Allah Ta’ala berfirman,
وَلَوْ تَرَى إِذِ الْمُجْرِمُونَ نَاكِسُو رُءُوسِهِمْ عِنْدَ
رَبِّهِمْ رَبَّنَا أَبْصَرْنَا وَسَمِعْنَا فَارْجِعْنَا نَعْمَلْ صَالِحًا إِنَّا
مُوقِنُونَ
“Dan (alangkah
ngerinya), jika sekiranya kamu melihat ketika orang-orang yang berdosa itu
menundukkan kepalanya di hadapan Tuhannya, (mereka berkata): "Ya Tuhan
kami, kami telah melihat dan mendengar, maka kembalikanlah kami (ke dunia),
kami akan mengerjakan amal saleh, sesungguhnya kami adalah orang-orang yang yakin”.(QS.As-Sajdah: 12)
Di tengah kerisauan, dan kecemasan seluruh makhluk, Allah -Subhanahu wa
Ta'ala- menyelamatkan seorang lelaki muslim. Apa sebabnya? Karena ia
bertauhid, mengesakan Allah dalam semua ibadahnya.
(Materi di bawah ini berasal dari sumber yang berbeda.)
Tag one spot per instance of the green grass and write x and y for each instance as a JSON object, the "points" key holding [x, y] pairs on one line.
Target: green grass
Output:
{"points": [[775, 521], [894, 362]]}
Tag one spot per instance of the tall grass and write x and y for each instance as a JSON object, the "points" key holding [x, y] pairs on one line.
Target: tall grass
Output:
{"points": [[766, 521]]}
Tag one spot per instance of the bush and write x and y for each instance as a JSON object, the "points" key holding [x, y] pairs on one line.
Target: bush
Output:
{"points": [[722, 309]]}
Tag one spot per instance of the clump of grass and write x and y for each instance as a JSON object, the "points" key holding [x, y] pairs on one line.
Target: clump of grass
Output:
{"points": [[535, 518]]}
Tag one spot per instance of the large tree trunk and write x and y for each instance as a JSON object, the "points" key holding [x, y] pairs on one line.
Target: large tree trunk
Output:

Nabi -Shallallahu 'alaihi wa sallam- bersabda,
إِنَّ اللَّهَ سَيُخَلِّصُ رَجُلاً مِنْ أُمَّتِي عَلَى
رُءُوسِ الخَلاَئِقِ يَوْمَ القِيَامَةِ فَيَنْشُرُ عَلَيْهِ تِسْعَةً وَتِسْعِينَ
سِجِلًّا كُلُّ سِجِلٍّ مِثْلُ مَدِّ البَصَرِ ،
ثُمَّ يَقُولُ : أَتُنْكِرُ مِنْ هَذَا شَيْئًا ؟
أَظَلَمَكَ كَتَبَتِي الحَافِظُونَ ؟ فَيَقُولُ : لاَ يَا رَبِّ ، فَيَقُولُ : أَفَلَكَ
عُذْرٌ ؟
فَيَقُولُ : لاَ يَا رَبِّ ،
فَيَقُولُ : بَلَى إِنَّ لَكَ عِنْدَنَا حَسَنَةً ،
فَإِنَّهُ لاَ ظُلْمَ عَلَيْكَ اليَوْمَ ،
فَتَخْرُجُ بِطَاقَةٌ فِيهَا : أَشْهَدُ أَنْ لاَ إِلَهَ
إِلاَّ اللَّهُ وَأَشْهَدُ أَنَّ مُحَمَّدًا عَبْدُهُ وَرَسُولُهُ ،
فَيَقُولُ : احْضُرْ وَزْنَكَ ،
فَيَقُولُ : يَا رَبِّ، مَا هَذِهِ البِطَاقَةُ مَعَ هَذِهِ
السِّجِلاَّتِ ،
فَقَالَ : إِنَّكَ لاَ تُظْلَمُ ،
قَالَ : فَتُوضَعُ السِّجِلاَّتُ فِي كَفَّةٍ وَالبِطَاقَةُ
فِي كَفَّةٍ ، فَطَاشَتِ السِّجِلاَّتُ وَثَقُلَتِ البِطَاقَةُ ، فَلاَ يَثْقُلُ مَعَ
اسْمِ اللهِ شَيْءٌ.
“Sesunggunya
Allah akan menyelamatkan seorang lelaki
dari umatku di hadapan para makhluk pada hari kiamat. Maka dihamparkan di depannya
99 gulungan (dosa), setiap gulungan panjangnya sejauh mata memandang, kemudian
Allah berfirman (kepadanya), “Apakah kamu mengingkari sesuatu dari ini (yaitu
catatan dosa yang terhampar di depannya), apakah para penulis-Ku yang mengawasi
kamu menzholimimu?” Maka ia menjawab, “tidak wahai Rabbku”, maka Allah
berfirman, “Bahkan engkau mempunyai satu kebaikan di sisi Kami, sesungguhnya
tidak ada kezholiman pada hari ini atasmu”, maka dikeluarkan satu bithoqoh
(kartu) tertulis di dalamnya:
أَشْهَدُ
أَنْ لاَ إِلَهَ إِلاَّ اللهُ وَأَنَّ مُحَمَّدًا عَبْدُهُ وَرَسُوْلُهُ.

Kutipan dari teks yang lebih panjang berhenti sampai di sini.